On Tue, Dec 15, 2015 at 05:53:43PM +0100, Andrea Bolognani wrote:
> On Tue, 2015-12-15 at 10:35 -0600, Andrew Jones wrote:
> > On Tue, Dec 15, 2015 at 04:03:13PM +0000, Peter Maydell wrote:
> > > On 15 December 2015 at 14:12, Martin Kletzander <mklet...@redhat.com> 
> > > wrote:
> > > > On Tue, Dec 15, 2015 at 09:41:02AM +0000, Peter Maydell wrote:
> > > > > 
> > > > > On 15 December 2015 at 09:36, Martin Kletzander <mklet...@redhat.com>
> > > > > wrote:
> > > > > > 
> > > > > > We do pass some options, for example, you can restrict the GIC to 
> > > > > > v2:
> > > > > > https://libvirt.org/formatdomain.html#elementsFeatures
> > > > > > 
> > > > > > That could be modified to work for your purpose IIUC, right?
> > > > > 
> > > > > 
> > > > > What does that option do to the QEMU command line?
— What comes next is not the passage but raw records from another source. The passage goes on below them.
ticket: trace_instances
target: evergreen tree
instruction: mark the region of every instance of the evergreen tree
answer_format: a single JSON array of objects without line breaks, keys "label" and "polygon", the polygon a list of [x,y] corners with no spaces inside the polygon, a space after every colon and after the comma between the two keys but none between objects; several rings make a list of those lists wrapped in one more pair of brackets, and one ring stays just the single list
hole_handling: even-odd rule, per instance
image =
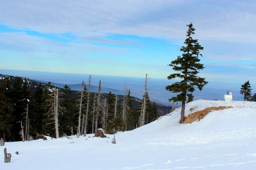
[{"label": "evergreen tree", "polygon": [[31,100],[29,109],[30,113],[29,124],[32,126],[32,134],[37,132],[45,134],[46,111],[45,110],[45,96],[40,83],[37,87],[35,95]]},{"label": "evergreen tree", "polygon": [[20,136],[18,134],[20,131],[20,125],[17,123],[18,122],[21,121],[23,119],[22,113],[25,112],[25,101],[23,98],[23,90],[20,83],[20,79],[17,77],[15,81],[13,84],[12,90],[12,100],[13,102],[14,118],[14,129],[13,129],[13,139],[14,141],[20,141]]},{"label": "evergreen tree", "polygon": [[169,99],[169,101],[181,102],[180,123],[183,123],[185,119],[185,106],[187,97],[189,101],[192,101],[194,98],[192,93],[195,91],[195,87],[201,91],[208,83],[205,81],[205,78],[197,76],[198,71],[204,68],[204,65],[199,62],[200,61],[199,57],[202,57],[200,52],[204,48],[199,44],[198,40],[194,40],[191,37],[195,34],[195,30],[192,23],[187,26],[189,28],[186,32],[187,38],[184,42],[186,46],[183,46],[180,48],[180,51],[183,53],[181,57],[178,56],[177,59],[169,65],[178,73],[171,74],[167,77],[169,80],[178,78],[181,79],[181,81],[166,87],[166,90],[172,93],[180,93]]},{"label": "evergreen tree", "polygon": [[151,103],[150,110],[148,113],[148,123],[149,123],[152,121],[156,120],[158,116],[157,107],[155,102],[154,102],[153,105]]},{"label": "evergreen tree", "polygon": [[256,93],[253,94],[253,95],[250,98],[250,101],[252,102],[256,102]]},{"label": "evergreen tree", "polygon": [[10,86],[9,81],[6,80],[5,82],[8,84],[5,85],[3,81],[0,81],[0,138],[3,138],[4,140],[6,136],[11,135],[14,110],[12,99],[6,95],[9,94],[8,91],[10,90],[6,87],[10,88]]},{"label": "evergreen tree", "polygon": [[244,95],[244,101],[249,101],[251,97],[251,91],[252,89],[251,88],[249,80],[241,85],[241,87],[240,92],[242,95]]}]

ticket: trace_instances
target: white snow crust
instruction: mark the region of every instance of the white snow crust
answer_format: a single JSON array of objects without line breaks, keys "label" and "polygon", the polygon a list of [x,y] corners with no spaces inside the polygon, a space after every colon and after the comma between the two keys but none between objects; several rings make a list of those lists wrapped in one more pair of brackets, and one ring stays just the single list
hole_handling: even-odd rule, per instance
[{"label": "white snow crust", "polygon": [[[134,130],[109,138],[75,136],[71,139],[6,142],[12,156],[0,169],[255,170],[256,102],[197,100],[186,105],[186,115],[219,106],[200,122],[180,124],[180,109]],[[16,151],[20,155],[15,154]]]}]

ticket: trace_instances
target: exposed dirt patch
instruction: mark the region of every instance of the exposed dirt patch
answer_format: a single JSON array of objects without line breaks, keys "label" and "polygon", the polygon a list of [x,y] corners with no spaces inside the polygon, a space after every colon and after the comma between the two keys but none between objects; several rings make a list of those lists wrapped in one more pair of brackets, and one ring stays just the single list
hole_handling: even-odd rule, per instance
[{"label": "exposed dirt patch", "polygon": [[233,108],[232,106],[219,106],[211,107],[210,108],[206,108],[202,110],[197,111],[189,114],[186,116],[185,116],[185,121],[183,123],[191,123],[194,121],[200,121],[200,119],[204,118],[208,113],[210,112],[212,110],[221,110],[230,108]]}]

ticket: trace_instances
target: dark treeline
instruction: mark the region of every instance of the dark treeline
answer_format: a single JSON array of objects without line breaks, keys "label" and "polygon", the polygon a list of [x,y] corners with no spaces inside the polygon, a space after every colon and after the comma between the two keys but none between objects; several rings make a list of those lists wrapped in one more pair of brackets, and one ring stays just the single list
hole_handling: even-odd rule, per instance
[{"label": "dark treeline", "polygon": [[[55,101],[51,95],[55,94],[56,89],[51,85],[50,82],[48,85],[38,83],[32,87],[26,78],[17,77],[12,82],[8,76],[0,79],[0,138],[7,141],[21,140],[19,133],[22,129],[21,121],[24,130],[26,132],[25,130],[28,127],[28,134],[32,139],[37,134],[55,137],[55,119],[49,111],[50,102]],[[60,90],[60,107],[64,110],[63,113],[58,113],[59,136],[76,134],[79,127],[81,91],[74,94],[74,91],[67,85]],[[81,125],[84,120],[83,119],[85,119],[82,116],[87,112],[87,101],[89,102],[87,131],[84,133],[94,133],[93,125],[95,127],[96,110],[99,112],[97,128],[103,129],[107,133],[132,130],[141,125],[143,102],[140,101],[138,105],[134,105],[135,99],[130,96],[129,89],[125,91],[124,96],[113,94],[111,91],[108,94],[101,94],[98,103],[96,102],[98,93],[90,92],[88,99],[88,91],[85,85],[83,91]],[[146,124],[155,120],[158,116],[156,104],[151,102],[147,92],[144,97],[147,103],[145,116]],[[126,105],[124,109],[124,103]],[[81,131],[84,128],[81,126]]]}]

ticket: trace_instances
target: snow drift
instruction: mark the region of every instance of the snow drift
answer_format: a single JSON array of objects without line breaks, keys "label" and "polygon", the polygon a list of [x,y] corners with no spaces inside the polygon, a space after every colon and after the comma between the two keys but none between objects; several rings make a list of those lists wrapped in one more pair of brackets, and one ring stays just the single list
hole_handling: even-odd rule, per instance
[{"label": "snow drift", "polygon": [[[3,170],[254,170],[256,102],[197,100],[186,116],[211,107],[200,122],[179,124],[180,109],[131,131],[109,138],[81,136],[6,142],[12,157]],[[230,108],[230,107],[229,107]],[[20,155],[14,154],[16,151]],[[1,161],[2,160],[2,161]]]}]

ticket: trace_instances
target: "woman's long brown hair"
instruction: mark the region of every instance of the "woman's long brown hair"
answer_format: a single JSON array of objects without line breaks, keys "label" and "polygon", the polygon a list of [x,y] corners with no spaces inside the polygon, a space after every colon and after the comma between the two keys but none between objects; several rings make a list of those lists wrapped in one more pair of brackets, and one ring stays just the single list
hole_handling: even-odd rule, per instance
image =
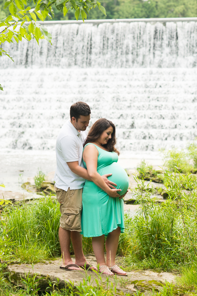
[{"label": "woman's long brown hair", "polygon": [[104,131],[110,126],[113,128],[111,138],[109,140],[107,144],[105,144],[103,146],[109,152],[113,151],[119,155],[119,151],[115,147],[116,143],[115,126],[110,120],[108,120],[105,118],[100,118],[94,123],[88,133],[87,137],[84,144],[84,147],[88,143],[93,143],[96,142]]}]

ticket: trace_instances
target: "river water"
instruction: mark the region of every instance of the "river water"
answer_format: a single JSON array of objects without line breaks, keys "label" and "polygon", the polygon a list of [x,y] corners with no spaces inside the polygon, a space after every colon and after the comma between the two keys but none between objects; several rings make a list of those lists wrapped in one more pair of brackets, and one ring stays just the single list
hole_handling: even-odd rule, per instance
[{"label": "river water", "polygon": [[14,63],[0,57],[2,157],[54,151],[71,105],[79,100],[91,108],[90,126],[102,117],[114,123],[128,159],[185,147],[197,136],[197,24],[57,23],[46,26],[53,46],[4,44]]}]

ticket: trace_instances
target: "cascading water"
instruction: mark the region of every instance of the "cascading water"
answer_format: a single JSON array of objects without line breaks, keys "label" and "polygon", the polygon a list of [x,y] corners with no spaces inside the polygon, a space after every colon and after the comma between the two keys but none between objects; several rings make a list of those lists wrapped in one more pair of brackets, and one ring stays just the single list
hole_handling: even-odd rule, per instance
[{"label": "cascading water", "polygon": [[0,148],[54,149],[70,105],[112,120],[122,150],[184,147],[197,136],[197,22],[46,26],[0,57]]}]

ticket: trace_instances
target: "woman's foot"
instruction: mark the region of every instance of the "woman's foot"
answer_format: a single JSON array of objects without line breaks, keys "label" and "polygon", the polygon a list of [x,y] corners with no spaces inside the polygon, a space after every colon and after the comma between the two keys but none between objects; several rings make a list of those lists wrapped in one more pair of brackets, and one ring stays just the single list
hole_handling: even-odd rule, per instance
[{"label": "woman's foot", "polygon": [[102,273],[104,274],[108,274],[110,276],[114,276],[113,272],[110,271],[110,269],[107,265],[101,265],[99,268],[99,271],[100,273]]},{"label": "woman's foot", "polygon": [[118,275],[124,276],[127,276],[127,274],[126,272],[125,272],[123,270],[121,269],[121,268],[119,267],[117,265],[114,265],[111,267],[109,267],[111,271],[113,272],[115,274]]}]

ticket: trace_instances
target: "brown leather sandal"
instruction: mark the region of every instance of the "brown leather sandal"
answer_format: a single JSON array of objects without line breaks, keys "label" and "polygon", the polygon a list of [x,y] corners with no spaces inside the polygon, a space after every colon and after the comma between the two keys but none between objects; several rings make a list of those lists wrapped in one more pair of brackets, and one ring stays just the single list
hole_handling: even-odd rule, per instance
[{"label": "brown leather sandal", "polygon": [[65,267],[63,267],[62,266],[60,266],[59,268],[61,269],[64,269],[64,270],[69,270],[69,271],[76,270],[76,269],[70,269],[68,268],[69,267],[71,267],[71,266],[73,266],[74,267],[79,267],[79,266],[78,266],[78,265],[76,264],[69,264],[68,265],[66,265]]}]

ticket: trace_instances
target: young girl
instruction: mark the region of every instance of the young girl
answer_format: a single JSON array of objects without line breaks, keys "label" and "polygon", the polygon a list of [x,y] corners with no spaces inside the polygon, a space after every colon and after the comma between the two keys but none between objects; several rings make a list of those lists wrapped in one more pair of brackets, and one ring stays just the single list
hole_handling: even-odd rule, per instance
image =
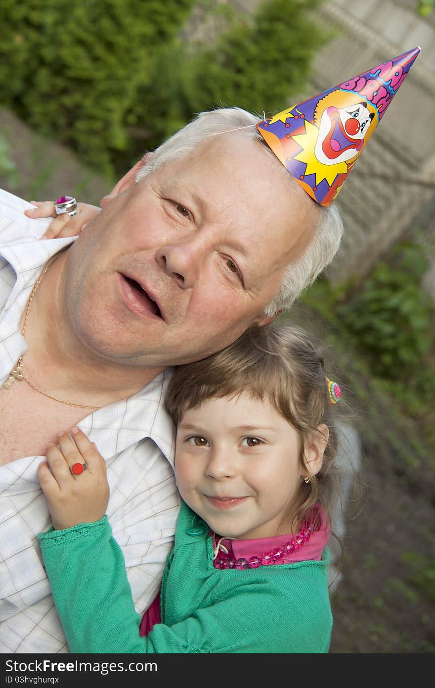
[{"label": "young girl", "polygon": [[78,428],[60,436],[39,469],[54,529],[38,537],[70,651],[328,652],[339,396],[290,325],[177,369],[166,405],[182,502],[147,636],[104,515],[104,461]]}]

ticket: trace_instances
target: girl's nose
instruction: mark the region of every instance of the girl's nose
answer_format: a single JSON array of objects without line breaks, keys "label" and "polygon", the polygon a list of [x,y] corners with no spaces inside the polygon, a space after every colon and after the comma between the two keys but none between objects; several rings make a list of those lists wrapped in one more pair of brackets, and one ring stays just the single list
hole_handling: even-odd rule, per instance
[{"label": "girl's nose", "polygon": [[227,450],[213,449],[205,468],[205,475],[214,480],[234,477],[237,471],[236,460]]}]

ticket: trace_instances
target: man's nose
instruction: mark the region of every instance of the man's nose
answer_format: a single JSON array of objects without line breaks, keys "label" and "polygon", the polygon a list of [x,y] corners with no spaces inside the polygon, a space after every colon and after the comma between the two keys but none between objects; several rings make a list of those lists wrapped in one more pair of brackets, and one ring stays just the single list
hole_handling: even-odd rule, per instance
[{"label": "man's nose", "polygon": [[225,447],[213,447],[211,450],[205,473],[214,480],[234,477],[237,473],[237,459]]},{"label": "man's nose", "polygon": [[168,241],[156,252],[160,267],[183,289],[195,283],[209,250],[207,241],[199,234],[192,232],[178,240]]}]

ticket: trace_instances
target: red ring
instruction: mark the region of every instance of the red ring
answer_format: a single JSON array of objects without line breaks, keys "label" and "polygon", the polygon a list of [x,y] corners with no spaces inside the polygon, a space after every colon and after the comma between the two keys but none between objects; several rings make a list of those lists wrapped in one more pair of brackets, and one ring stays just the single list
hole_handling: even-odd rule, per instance
[{"label": "red ring", "polygon": [[71,467],[71,473],[74,473],[74,475],[80,475],[80,474],[82,473],[85,471],[85,466],[84,464],[73,464]]}]

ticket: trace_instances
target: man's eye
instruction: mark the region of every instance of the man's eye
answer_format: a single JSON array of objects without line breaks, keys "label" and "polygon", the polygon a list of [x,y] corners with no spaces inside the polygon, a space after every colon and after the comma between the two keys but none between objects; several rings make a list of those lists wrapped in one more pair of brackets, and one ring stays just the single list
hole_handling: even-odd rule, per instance
[{"label": "man's eye", "polygon": [[238,269],[234,261],[231,260],[230,258],[227,258],[225,259],[225,263],[229,270],[230,270],[232,272],[234,272],[234,275],[236,275],[238,277],[238,279],[240,279],[243,285],[243,278],[242,277],[242,273],[241,272],[240,270]]},{"label": "man's eye", "polygon": [[263,444],[263,440],[258,437],[245,437],[241,442],[242,447],[258,447]]},{"label": "man's eye", "polygon": [[189,211],[187,208],[184,207],[184,206],[182,206],[180,203],[177,203],[175,207],[177,208],[177,212],[179,213],[180,215],[182,215],[183,217],[189,217]]},{"label": "man's eye", "polygon": [[232,272],[238,272],[238,268],[237,268],[237,266],[236,265],[235,263],[233,263],[232,260],[230,260],[230,259],[227,260],[227,265],[230,268],[230,270],[231,270]]},{"label": "man's eye", "polygon": [[194,444],[195,447],[207,447],[208,442],[205,437],[201,437],[199,435],[193,435],[192,437],[188,437],[186,440],[190,444]]}]

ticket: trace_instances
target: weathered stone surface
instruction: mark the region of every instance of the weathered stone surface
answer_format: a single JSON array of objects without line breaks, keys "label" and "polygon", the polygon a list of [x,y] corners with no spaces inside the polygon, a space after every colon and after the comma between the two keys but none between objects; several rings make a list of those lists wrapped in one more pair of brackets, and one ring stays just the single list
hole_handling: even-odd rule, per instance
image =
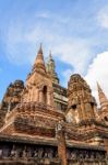
[{"label": "weathered stone surface", "polygon": [[61,87],[40,46],[25,86],[11,84],[0,103],[0,164],[107,165],[108,102],[100,87],[99,99],[98,110],[77,74]]}]

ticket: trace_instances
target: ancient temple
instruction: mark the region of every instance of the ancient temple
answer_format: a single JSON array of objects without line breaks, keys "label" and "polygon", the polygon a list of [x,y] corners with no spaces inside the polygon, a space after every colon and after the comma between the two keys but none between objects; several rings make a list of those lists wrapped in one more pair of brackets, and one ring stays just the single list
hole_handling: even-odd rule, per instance
[{"label": "ancient temple", "polygon": [[97,90],[100,108],[81,75],[63,88],[40,45],[26,81],[10,84],[0,105],[0,165],[108,165],[108,99]]}]

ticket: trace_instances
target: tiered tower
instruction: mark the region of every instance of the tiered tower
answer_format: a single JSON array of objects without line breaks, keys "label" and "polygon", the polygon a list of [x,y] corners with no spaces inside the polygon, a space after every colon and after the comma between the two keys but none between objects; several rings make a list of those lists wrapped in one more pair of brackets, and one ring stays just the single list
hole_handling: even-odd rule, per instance
[{"label": "tiered tower", "polygon": [[72,75],[68,84],[68,112],[73,117],[72,122],[81,122],[95,118],[95,99],[86,81],[77,74]]},{"label": "tiered tower", "polygon": [[49,59],[47,63],[47,73],[50,76],[50,78],[52,79],[52,82],[59,84],[59,78],[58,78],[58,75],[56,73],[56,65],[55,65],[55,61],[52,59],[51,52],[49,54]]}]

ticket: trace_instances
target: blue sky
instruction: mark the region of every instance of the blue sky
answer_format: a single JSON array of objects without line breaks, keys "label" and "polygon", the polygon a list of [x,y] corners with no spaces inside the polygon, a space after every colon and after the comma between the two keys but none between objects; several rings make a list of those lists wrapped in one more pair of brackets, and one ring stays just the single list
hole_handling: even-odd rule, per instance
[{"label": "blue sky", "polygon": [[39,43],[45,58],[51,50],[62,86],[79,73],[94,92],[96,80],[107,90],[107,15],[108,0],[0,0],[0,100],[10,82],[26,79]]}]

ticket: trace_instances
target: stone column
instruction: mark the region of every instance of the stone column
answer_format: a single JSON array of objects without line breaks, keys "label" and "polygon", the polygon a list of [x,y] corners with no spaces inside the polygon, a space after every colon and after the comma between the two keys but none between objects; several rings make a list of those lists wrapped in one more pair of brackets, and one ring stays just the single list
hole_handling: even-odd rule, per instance
[{"label": "stone column", "polygon": [[67,162],[67,146],[65,146],[65,132],[63,121],[59,121],[56,129],[58,140],[58,156],[62,162],[62,165],[68,165]]},{"label": "stone column", "polygon": [[43,90],[39,90],[39,102],[44,102],[44,100],[43,100]]},{"label": "stone column", "polygon": [[108,139],[104,139],[104,144],[105,144],[105,150],[106,150],[107,155],[108,155]]},{"label": "stone column", "polygon": [[51,106],[51,97],[50,97],[50,92],[47,92],[47,105]]},{"label": "stone column", "polygon": [[35,90],[36,90],[36,92],[35,92],[34,99],[36,102],[38,102],[39,101],[39,89],[36,88]]}]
The documentation
> > > > > doesn't seem to say.
> > > > > 
> > > > 
> > > > It appends gic-version= to the machine option, if bunch of conditions
> > > > are met -- it has to be ARM machine, it has to be something else than
> > > > version 2, and so on, more details are visible in the code and I won't
> > > > cover them here.  I hope that's understandable.
> > > 
> > > OK. So it should be sufficient just to have
> > >   <gic version='host'/>
> > > which will then provide whatever VGIC the host machine can do with
> > > hardware acceleration.
> > 
> > This is probably good for guests that happy with both. Guests that
> > need/want a specific choice will put their integer there, and then
> > we need a way to do a capabilities check before launching that guest
> > on an arbitrary host.
> 
> That won't work at the moment since we're expecting the value to be a
> number, but extending it so that 'host' is accepted as well should be
> easy to do in a backwards-compatible way.
> 
> The behaviour of the value '2' has been defined as "don't specify any
> GIC version" though, and I'm afraid we'll be unable to change that
> because it would affect existing guests. Martin can probably weigh in.
> 
> Having a way for libvirt to know what values can be used on the specific
> machines it's running on it's another topic altogether - is there a good
> way to detect it? Is that based on the hardware, on the QEMU binary, on
> the machine type?

My understanding of libvirt host feature probing is that it generally
queries QEMU, rather than the host directly. QEMU using Andre's ioctl
test, when asked with QEMU's command line using some '\?' type of input,
seems like the typical approach to me.